Tuesday 12 January 2016

Skateboarding as a Liminal Space

I have spent most of my life in the boundary between the places whose rigid definitions I've failed to fit. It’s lonely growing up not knowing who or what you are. As you grow older you begin to unpick meanings and realise that the threshold is as much a real place as the ones either side of it. I began to accrete labels - dyke, lesbian, queer, trans, ace - and started meeting those fellow travellers in the void between the things society tells you are true, and it became less empty, but I’ve always existed between. The world refuses to make a space for me, so I made my own.

Skateboarding in its purest sense is one of these liminal spaces, balanced on a knife edge, trying to figure out whether it’s a sport or a calling.

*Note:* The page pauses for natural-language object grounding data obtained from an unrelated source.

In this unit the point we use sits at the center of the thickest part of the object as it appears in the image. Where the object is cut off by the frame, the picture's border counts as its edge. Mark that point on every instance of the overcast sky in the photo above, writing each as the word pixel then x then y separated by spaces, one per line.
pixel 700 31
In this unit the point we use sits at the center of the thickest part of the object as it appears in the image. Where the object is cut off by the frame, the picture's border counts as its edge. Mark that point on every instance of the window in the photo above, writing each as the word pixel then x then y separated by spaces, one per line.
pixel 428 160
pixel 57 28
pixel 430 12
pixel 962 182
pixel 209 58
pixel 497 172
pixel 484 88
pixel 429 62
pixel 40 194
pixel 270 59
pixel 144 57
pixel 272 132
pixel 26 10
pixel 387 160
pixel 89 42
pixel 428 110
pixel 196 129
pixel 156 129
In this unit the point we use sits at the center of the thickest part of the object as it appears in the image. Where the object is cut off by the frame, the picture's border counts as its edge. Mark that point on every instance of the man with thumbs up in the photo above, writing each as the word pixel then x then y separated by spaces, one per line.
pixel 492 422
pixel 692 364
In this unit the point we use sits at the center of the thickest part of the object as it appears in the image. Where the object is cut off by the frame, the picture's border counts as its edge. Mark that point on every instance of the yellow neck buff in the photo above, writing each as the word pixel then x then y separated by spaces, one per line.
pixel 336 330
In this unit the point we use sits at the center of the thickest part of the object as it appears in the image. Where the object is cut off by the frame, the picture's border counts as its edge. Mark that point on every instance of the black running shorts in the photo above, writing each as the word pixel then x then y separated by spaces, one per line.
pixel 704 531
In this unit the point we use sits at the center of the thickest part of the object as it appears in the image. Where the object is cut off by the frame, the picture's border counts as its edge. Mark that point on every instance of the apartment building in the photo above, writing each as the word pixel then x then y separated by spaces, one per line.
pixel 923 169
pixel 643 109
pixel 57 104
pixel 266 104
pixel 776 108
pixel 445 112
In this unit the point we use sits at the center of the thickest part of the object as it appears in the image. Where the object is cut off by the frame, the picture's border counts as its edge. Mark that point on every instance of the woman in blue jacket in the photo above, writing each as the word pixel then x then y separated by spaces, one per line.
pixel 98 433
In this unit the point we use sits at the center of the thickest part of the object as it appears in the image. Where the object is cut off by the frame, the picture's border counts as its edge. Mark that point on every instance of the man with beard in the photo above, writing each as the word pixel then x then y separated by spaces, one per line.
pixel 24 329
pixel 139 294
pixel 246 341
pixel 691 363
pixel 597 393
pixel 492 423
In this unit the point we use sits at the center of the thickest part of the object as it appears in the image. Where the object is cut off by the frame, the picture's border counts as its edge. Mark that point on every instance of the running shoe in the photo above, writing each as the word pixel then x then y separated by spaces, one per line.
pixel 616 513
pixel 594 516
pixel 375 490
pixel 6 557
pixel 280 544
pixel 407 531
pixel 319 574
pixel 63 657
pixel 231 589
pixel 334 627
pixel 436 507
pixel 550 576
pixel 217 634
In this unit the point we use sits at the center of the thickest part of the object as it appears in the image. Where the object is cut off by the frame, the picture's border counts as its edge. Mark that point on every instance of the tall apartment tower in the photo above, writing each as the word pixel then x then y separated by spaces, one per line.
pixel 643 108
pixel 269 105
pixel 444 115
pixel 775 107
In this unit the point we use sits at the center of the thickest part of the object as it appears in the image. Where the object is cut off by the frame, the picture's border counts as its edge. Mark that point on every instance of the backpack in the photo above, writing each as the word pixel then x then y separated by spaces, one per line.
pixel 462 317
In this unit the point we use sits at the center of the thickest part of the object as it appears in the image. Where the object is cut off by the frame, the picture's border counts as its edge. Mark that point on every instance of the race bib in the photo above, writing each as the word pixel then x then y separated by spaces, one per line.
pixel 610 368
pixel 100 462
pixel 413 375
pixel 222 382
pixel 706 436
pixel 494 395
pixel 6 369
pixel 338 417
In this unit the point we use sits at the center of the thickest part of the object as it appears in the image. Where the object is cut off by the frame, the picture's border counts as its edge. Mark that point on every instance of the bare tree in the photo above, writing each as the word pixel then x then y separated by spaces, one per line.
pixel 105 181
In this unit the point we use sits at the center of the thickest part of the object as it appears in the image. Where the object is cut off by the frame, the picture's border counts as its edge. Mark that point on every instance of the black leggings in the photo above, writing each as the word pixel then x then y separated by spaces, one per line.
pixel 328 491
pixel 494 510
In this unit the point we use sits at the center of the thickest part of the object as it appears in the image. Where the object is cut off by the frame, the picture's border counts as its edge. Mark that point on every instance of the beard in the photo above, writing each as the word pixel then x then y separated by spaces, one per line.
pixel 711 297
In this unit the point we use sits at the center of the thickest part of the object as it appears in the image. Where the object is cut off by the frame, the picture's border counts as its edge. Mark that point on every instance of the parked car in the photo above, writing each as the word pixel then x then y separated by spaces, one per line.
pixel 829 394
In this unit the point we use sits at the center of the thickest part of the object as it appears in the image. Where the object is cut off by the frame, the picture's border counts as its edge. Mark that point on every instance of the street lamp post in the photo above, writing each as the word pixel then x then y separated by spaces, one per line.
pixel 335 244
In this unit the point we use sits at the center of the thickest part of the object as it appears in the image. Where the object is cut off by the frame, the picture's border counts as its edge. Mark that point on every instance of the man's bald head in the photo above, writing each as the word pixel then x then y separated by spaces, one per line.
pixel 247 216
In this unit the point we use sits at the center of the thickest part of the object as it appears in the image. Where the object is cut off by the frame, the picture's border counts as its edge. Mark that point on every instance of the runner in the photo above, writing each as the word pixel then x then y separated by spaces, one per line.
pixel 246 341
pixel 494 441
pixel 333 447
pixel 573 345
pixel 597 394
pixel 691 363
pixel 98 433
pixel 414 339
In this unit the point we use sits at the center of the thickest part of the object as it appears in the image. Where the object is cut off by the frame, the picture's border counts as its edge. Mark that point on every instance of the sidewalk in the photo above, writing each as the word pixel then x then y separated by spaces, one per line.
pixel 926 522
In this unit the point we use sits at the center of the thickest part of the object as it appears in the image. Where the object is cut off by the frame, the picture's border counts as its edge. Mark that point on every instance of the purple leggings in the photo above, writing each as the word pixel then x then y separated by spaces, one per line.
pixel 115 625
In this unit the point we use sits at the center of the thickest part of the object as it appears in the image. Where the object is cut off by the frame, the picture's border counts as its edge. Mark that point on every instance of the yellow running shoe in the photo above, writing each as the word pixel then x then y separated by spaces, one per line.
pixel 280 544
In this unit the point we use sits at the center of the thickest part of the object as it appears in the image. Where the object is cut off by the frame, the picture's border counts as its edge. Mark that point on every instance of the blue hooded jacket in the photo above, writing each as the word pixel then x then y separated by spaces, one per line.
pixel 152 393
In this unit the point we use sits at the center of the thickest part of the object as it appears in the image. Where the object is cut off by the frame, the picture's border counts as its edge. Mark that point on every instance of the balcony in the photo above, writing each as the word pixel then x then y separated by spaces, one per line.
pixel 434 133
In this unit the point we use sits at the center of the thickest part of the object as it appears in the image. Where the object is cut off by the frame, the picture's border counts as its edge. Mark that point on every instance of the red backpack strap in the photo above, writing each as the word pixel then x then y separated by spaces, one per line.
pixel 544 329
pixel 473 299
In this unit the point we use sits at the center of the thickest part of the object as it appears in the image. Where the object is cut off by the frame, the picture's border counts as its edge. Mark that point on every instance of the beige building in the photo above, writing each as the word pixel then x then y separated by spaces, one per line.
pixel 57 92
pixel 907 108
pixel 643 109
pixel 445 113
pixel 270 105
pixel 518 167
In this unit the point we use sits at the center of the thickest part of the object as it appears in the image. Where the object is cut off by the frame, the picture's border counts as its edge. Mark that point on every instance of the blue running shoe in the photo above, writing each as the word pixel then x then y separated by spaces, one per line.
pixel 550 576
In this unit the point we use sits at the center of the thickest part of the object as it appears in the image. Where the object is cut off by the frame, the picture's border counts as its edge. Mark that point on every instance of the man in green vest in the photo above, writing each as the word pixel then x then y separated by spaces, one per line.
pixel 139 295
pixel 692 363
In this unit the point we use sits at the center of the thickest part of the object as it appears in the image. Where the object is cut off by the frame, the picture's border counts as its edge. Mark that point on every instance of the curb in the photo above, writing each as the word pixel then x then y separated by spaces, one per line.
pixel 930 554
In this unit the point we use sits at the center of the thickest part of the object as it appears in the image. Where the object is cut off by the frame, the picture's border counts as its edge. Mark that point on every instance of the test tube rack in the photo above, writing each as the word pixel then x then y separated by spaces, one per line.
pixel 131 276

To those of us already living on the threshold between places, it offers the seductive ability to belong by not belonging - and no matter how corporate and sanctioned it becomes - it will, at some level, always speak to those of us looking for a way translate the spaces we exist in.


The simple act of seeing the potential for a spot - maybe doing any DIY that’s needed - creates the spot, carving out a space that is uniquely ours where before there was nothing. This is why that, no matter how toxic the masculinity that permeates the corporate skate world is, I’m drawn to skateboarding, because it reflects what it’s like to live in the world as a queer, non-binary grrrl. The space I have to be me, is the one I created in order to be me.

I doubt there will ever be a space for me in the corporate behemoth that skateboarding has become, I’m a non-man whose body is too queer for the men who built it and now run it, but I don’t care. I’ve found my space and you’ll never take it away from me.